Am unteren Zylinder ist die Kerze nach dem Laufen lassen immer naß und die Schwungscheibe scheint Spiel zu haben.
Hat der Motor eventuell nen Lagerschaden?
Sollte die Schwungscheibe nicht Ohne Spiel sein?
Ich wäre dankbar für eure weitere Hilfe.
Vielen Dank


----------



## Dirk.H (30. September 2021)

Ist der Motor Schrott oder reicht es eventuell nur die Kolben zu täuschen?
Hat jemand eine Deutsche Reparaturanleitung für den Motor, natürlich bezahle ich dafür.
Für weitere Hilfe wäre ich sehr dankbar.
Vielen Dank.


----------



## ragbar (1. Oktober 2021)

Dirk.H schrieb:


> der Klemmkeil der Schwungscheibe war gebrochen und dadurch hat sich die Zündung verstellt.


Hatte ich mir aufgrund des Fehlerbildes gedacht,Dir aber nicht empfohlen an die Schwungscheibe zu gehen,da nur die wenigsten über einen geeigneten Abzieher hierfür verfügen und an der Demontage verzweifeln.
Besonders,wenn die Scheibe viele Jahre nicht abgezogen wurde und festsitzt.


Dirk.H schrieb:


> Sollte die Schwungscheibe nicht Ohne Spiel sein?


In jedem Fall.


Dirk.H schrieb:


> beide Zylinder 7,3bar.


Das ist nicht mehr viel.
 Fällt die Kompression weiter ab, hast Du keine Power mehr und Startprobleme.
Bei gebrauchten 2 Taktern sollte man sich im 8 Bar+ Bereich bewegen,gerne etwas mehr.


Dirk.H schrieb:


> eventuell nur die Kolben zu täuschen?


Leider nicht.
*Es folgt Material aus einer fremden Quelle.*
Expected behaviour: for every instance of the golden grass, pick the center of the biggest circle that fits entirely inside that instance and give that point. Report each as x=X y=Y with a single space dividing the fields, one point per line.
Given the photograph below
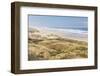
x=52 y=49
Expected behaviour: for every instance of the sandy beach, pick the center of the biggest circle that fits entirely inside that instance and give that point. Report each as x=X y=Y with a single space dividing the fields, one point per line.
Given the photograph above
x=53 y=44
x=62 y=33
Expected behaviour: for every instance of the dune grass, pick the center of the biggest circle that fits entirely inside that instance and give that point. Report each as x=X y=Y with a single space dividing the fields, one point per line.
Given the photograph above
x=53 y=49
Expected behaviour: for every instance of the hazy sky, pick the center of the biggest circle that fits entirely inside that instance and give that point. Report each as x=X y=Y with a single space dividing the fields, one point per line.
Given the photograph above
x=58 y=21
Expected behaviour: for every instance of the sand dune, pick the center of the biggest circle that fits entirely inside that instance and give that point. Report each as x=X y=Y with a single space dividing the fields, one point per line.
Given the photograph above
x=50 y=44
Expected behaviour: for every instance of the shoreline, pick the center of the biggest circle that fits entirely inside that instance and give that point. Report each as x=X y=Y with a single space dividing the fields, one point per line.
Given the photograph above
x=62 y=34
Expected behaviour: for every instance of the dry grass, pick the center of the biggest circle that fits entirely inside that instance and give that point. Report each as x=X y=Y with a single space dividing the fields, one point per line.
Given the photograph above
x=52 y=49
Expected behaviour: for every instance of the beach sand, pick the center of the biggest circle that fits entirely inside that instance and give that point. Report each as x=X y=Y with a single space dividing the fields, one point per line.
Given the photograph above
x=53 y=44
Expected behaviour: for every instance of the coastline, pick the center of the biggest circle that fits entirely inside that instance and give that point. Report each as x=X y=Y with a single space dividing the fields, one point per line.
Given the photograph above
x=63 y=34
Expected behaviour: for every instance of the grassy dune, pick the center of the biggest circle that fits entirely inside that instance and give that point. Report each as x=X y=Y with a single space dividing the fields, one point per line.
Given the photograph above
x=53 y=49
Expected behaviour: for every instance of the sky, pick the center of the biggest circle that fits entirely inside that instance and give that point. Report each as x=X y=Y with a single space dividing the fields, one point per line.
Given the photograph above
x=58 y=21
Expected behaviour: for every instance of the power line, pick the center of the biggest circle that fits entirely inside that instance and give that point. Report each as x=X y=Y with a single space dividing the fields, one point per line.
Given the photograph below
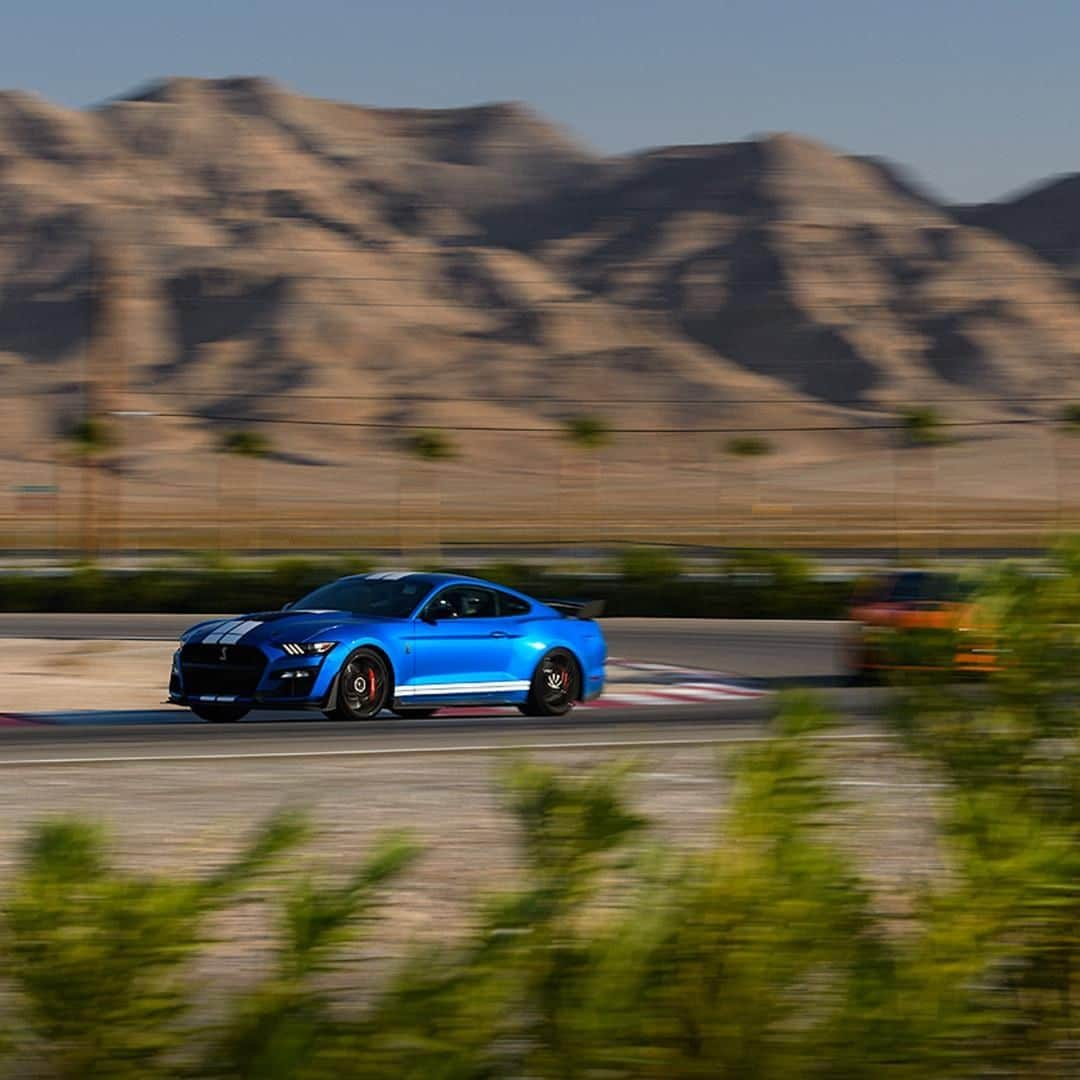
x=389 y=426
x=407 y=396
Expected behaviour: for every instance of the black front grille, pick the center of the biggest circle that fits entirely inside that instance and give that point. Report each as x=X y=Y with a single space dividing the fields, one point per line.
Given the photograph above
x=232 y=670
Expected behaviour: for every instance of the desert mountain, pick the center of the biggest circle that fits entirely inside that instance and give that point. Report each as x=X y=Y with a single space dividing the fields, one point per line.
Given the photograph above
x=251 y=248
x=1044 y=218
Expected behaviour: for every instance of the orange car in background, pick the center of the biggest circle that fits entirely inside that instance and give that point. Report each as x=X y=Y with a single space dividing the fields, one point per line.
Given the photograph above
x=931 y=605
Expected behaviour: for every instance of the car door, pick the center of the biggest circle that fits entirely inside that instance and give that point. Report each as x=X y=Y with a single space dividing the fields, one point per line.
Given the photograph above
x=460 y=642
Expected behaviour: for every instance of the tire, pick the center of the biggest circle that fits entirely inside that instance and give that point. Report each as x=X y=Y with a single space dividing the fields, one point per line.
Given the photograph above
x=219 y=714
x=556 y=685
x=363 y=687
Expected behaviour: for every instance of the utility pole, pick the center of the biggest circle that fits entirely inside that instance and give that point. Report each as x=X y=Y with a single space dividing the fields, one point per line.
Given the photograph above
x=104 y=381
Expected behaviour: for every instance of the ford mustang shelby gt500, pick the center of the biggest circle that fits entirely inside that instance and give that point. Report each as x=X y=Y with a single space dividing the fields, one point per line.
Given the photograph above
x=410 y=643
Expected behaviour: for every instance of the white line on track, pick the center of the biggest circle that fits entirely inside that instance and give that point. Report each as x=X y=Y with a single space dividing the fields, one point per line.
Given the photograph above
x=405 y=751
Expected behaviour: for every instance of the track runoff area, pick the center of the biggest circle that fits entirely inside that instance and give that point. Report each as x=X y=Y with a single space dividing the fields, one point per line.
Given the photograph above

Ich will Dir den Motor nicht schlechtreden,aber er ist (fast) an der Verschleißgrenze.
Er gehört in professionelle Überholung,ich weiß nicht in wieweit Du über KnowHow und Equipment Du dafür verfügst.
Ansonsten muß der Kraftkopf zum Instandsetzer,Hohnen,neue Kolbenringe in Übermaß und eventuell neue Kolben sind angesagt,wenn Du ihn ohne Störungen fahren willst.
Nur Kolben allein tauschen bringt nichts.
Zylinderkopfdichtung neu und Deckelplanung obligatorisch.

Evinrude- Werkstatt in Deiner Nähe anrufen und fragen,ob die ältere Motoren zur Überholung annehmen oder dir einen Motoreninstandsetzer nennen können, der Dir weiterhilft,bzw. Außenborderkraftköpfe überholt.



Dirk.H schrieb:


> Ist der Motor Schrott


Noch nicht,aber er braucht eine o.g. Überholung. Was nützt es Dir,wenn Du Dich nicht auf ihn verlassen kannst.
Es gibt kaum was beschisseneres,als bei Wind und Welle und viel Strömung einen Maschinenausfall zu haben und in Seenot zu geraten.
Das kann durchaus auch auf Binnengewässern und Flüssen passieren.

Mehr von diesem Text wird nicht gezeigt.